# Investigating the coverage of the trade datasets family
## Setup SPARQL API

In [1]:
from SPARQLWrapper import SPARQLWrapper2
import pandas as pd
from IPython.display import HTML

endpoint = "https://production-drafter-ons-alpha.publishmydata.com/v1/sparql/live"
sparql = SPARQLWrapper2(endpoint)

## Retreive Data Structure Definitions
This retreives the codelist(s) for each dimension, for each dataset.

In [2]:
with open('./dataset-structure-geo.sparql', 'r') as query_file:
    query_str = query_file.read()

sparql.setQuery(query_str)

results = pd.DataFrame(sparql.query().bindings)

## Create URI presenters
We can create presenters that will provide, for each URI, an html link to the resource (i.e. the URI itself) with the `rdfs:label` used as the text.

In [3]:
def uri_to_label(uri_column,label_column):
    return(dict(zip(results[uri_column].map(lambda x: x.value),
                    results[label_column].map(lambda x: x.value))))

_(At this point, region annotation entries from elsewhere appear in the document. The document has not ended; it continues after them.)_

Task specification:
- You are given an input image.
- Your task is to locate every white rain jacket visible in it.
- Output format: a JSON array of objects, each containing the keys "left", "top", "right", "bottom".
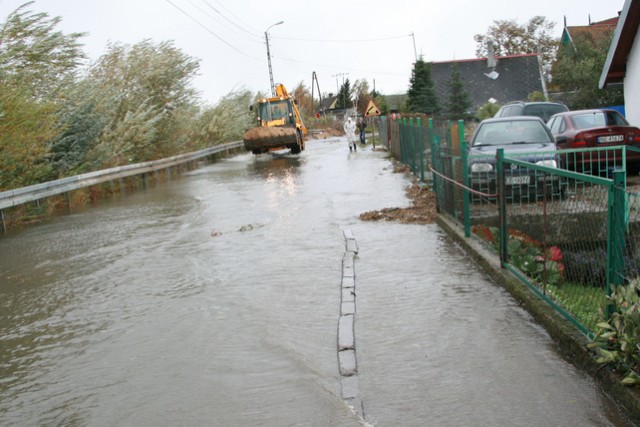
[{"left": 344, "top": 117, "right": 356, "bottom": 145}]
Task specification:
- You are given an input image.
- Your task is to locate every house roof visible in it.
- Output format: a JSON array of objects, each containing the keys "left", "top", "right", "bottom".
[
  {"left": 599, "top": 0, "right": 640, "bottom": 88},
  {"left": 431, "top": 54, "right": 546, "bottom": 110}
]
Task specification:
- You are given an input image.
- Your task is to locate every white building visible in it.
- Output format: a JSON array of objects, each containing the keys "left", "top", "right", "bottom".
[{"left": 600, "top": 0, "right": 640, "bottom": 126}]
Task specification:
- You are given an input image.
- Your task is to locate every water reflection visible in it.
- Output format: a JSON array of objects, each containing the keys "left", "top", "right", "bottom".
[{"left": 0, "top": 143, "right": 624, "bottom": 426}]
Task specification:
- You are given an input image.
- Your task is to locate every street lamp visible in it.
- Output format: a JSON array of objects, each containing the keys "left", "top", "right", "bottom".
[{"left": 264, "top": 21, "right": 284, "bottom": 97}]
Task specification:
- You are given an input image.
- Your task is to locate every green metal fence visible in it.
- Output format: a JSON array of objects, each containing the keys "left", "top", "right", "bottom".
[{"left": 391, "top": 116, "right": 640, "bottom": 337}]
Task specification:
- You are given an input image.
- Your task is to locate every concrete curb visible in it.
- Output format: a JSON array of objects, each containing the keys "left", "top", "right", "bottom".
[
  {"left": 436, "top": 215, "right": 640, "bottom": 422},
  {"left": 337, "top": 230, "right": 364, "bottom": 419}
]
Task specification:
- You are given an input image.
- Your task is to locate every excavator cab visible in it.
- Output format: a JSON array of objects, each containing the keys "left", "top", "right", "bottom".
[
  {"left": 258, "top": 99, "right": 295, "bottom": 126},
  {"left": 242, "top": 84, "right": 307, "bottom": 154}
]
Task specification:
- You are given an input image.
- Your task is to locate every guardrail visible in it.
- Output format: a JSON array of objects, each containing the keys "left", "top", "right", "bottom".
[{"left": 0, "top": 141, "right": 243, "bottom": 211}]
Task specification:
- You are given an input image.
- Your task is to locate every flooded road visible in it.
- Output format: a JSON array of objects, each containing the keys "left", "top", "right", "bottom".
[{"left": 0, "top": 139, "right": 631, "bottom": 426}]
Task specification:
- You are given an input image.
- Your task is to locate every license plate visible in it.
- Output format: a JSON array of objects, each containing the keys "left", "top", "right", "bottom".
[
  {"left": 506, "top": 175, "right": 529, "bottom": 185},
  {"left": 598, "top": 135, "right": 624, "bottom": 144}
]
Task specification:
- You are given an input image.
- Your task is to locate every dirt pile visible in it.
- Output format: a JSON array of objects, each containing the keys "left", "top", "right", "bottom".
[
  {"left": 307, "top": 128, "right": 344, "bottom": 139},
  {"left": 360, "top": 183, "right": 437, "bottom": 224}
]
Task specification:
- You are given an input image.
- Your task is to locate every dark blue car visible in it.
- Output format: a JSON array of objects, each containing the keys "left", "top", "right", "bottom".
[{"left": 468, "top": 116, "right": 560, "bottom": 200}]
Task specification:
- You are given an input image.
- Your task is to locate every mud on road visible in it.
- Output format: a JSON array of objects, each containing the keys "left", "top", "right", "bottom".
[{"left": 360, "top": 165, "right": 437, "bottom": 224}]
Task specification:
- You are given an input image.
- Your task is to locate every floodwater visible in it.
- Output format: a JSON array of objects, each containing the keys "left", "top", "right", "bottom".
[{"left": 0, "top": 138, "right": 632, "bottom": 426}]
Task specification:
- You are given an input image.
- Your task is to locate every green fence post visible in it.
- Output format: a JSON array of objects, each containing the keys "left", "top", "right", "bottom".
[
  {"left": 407, "top": 117, "right": 416, "bottom": 175},
  {"left": 416, "top": 117, "right": 424, "bottom": 182},
  {"left": 496, "top": 148, "right": 509, "bottom": 268},
  {"left": 398, "top": 118, "right": 408, "bottom": 165},
  {"left": 458, "top": 120, "right": 471, "bottom": 237},
  {"left": 606, "top": 169, "right": 627, "bottom": 320}
]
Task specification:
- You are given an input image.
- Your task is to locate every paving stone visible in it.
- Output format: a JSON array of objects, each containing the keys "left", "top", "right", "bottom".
[
  {"left": 338, "top": 314, "right": 355, "bottom": 351},
  {"left": 340, "top": 375, "right": 360, "bottom": 402},
  {"left": 342, "top": 276, "right": 356, "bottom": 288},
  {"left": 340, "top": 301, "right": 356, "bottom": 316},
  {"left": 338, "top": 350, "right": 358, "bottom": 377},
  {"left": 342, "top": 288, "right": 356, "bottom": 302}
]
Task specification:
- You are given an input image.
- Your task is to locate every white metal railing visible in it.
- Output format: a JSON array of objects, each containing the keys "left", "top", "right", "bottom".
[{"left": 0, "top": 141, "right": 243, "bottom": 210}]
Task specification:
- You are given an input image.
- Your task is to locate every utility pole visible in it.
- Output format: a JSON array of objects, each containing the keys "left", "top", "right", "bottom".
[
  {"left": 264, "top": 21, "right": 284, "bottom": 96},
  {"left": 412, "top": 31, "right": 418, "bottom": 62}
]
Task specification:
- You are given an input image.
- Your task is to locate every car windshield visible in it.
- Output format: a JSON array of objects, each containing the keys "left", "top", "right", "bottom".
[
  {"left": 522, "top": 104, "right": 567, "bottom": 122},
  {"left": 571, "top": 111, "right": 629, "bottom": 129},
  {"left": 472, "top": 120, "right": 552, "bottom": 147}
]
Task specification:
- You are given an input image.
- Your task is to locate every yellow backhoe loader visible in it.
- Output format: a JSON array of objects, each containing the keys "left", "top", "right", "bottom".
[{"left": 243, "top": 84, "right": 307, "bottom": 154}]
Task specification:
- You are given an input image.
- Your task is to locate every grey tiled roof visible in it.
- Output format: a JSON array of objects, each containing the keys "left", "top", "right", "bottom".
[{"left": 431, "top": 54, "right": 544, "bottom": 111}]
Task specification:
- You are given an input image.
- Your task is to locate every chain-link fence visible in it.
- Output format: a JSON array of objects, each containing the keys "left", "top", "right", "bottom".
[{"left": 387, "top": 119, "right": 640, "bottom": 337}]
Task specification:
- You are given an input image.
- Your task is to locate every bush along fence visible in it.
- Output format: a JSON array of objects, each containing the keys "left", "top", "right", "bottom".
[{"left": 381, "top": 113, "right": 640, "bottom": 384}]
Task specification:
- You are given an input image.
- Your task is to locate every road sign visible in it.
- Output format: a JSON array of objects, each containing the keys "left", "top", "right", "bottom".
[{"left": 364, "top": 99, "right": 380, "bottom": 117}]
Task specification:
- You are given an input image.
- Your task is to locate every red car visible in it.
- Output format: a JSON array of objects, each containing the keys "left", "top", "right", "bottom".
[{"left": 547, "top": 109, "right": 640, "bottom": 174}]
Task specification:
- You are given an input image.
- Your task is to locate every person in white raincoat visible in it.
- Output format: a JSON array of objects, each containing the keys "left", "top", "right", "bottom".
[{"left": 344, "top": 117, "right": 356, "bottom": 151}]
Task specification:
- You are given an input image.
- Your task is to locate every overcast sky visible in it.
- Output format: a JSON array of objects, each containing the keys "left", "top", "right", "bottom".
[{"left": 0, "top": 0, "right": 624, "bottom": 104}]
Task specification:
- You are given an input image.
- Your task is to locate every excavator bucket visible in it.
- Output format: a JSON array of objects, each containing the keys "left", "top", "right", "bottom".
[{"left": 242, "top": 126, "right": 300, "bottom": 154}]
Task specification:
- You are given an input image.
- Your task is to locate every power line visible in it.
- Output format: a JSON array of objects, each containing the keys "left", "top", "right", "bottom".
[
  {"left": 165, "top": 0, "right": 261, "bottom": 61},
  {"left": 278, "top": 57, "right": 406, "bottom": 76},
  {"left": 196, "top": 0, "right": 261, "bottom": 40},
  {"left": 273, "top": 34, "right": 411, "bottom": 43}
]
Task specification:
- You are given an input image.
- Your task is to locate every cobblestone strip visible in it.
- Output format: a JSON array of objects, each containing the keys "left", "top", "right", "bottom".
[{"left": 338, "top": 230, "right": 364, "bottom": 419}]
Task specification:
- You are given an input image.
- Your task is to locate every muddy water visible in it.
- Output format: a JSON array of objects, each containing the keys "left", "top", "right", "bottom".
[{"left": 0, "top": 139, "right": 627, "bottom": 426}]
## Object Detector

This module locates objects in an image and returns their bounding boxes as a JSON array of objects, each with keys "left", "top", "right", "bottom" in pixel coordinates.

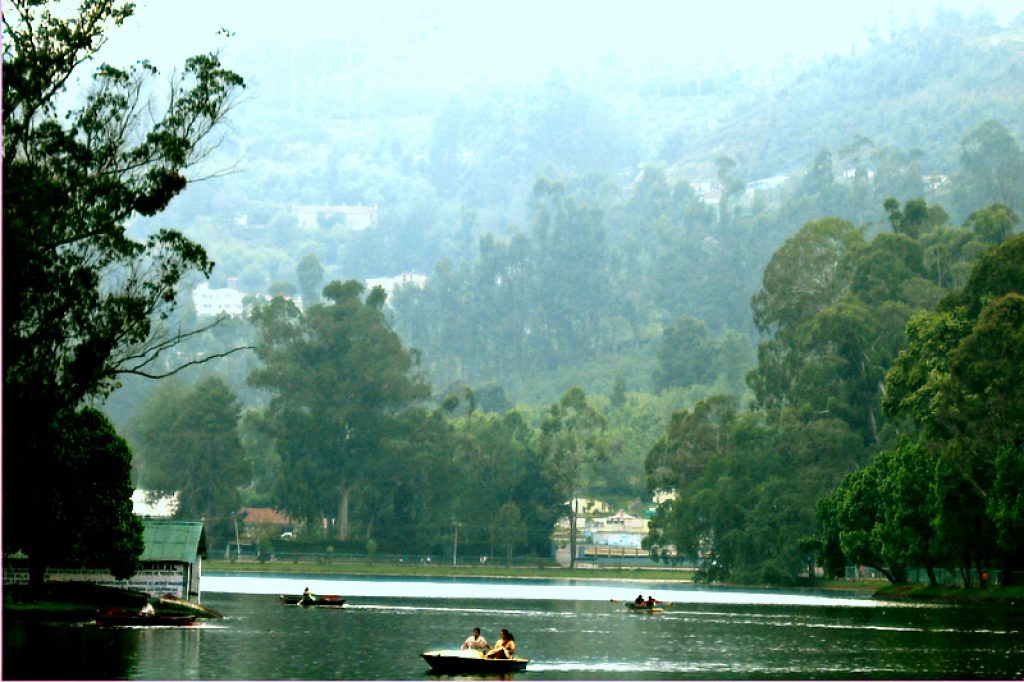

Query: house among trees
[{"left": 3, "top": 518, "right": 206, "bottom": 603}]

labeller = {**uri_to_label('dataset_uri','dataset'),
            **uri_to_label('dimension_uri','dimension'),
            **uri_to_label('codelist_view_uri','codelist')}

def presenter(uri):
    return(f'<a href="{uri}">{labeller[uri]}</a> ')

def lister(presenters):
    return(presenters.str.join(''))

## Present Codelists in a matrix

Prepare a matrix of datasets vs dimensions, with each cell summarising the codelists being used.

In [4]:
codelists = results[['dataset_uri','dimension_uri','codelist_view_uri']].applymap(lambda x: presenter(x.value))
codelists_pivot = codelists.pivot_table(index='dataset_uri',columns='dimension_uri',values='codelist_view_uri',aggfunc=lister)

Sort the matrix such that the most commonly re-used dimensions are to the left hand side.

In [5]:
dimension_counts = codelists_pivot.count('rows').sort_values(ascending=False)
codelists_pivot = codelists_pivot.reindex(columns=dimension_counts.index).fillna('')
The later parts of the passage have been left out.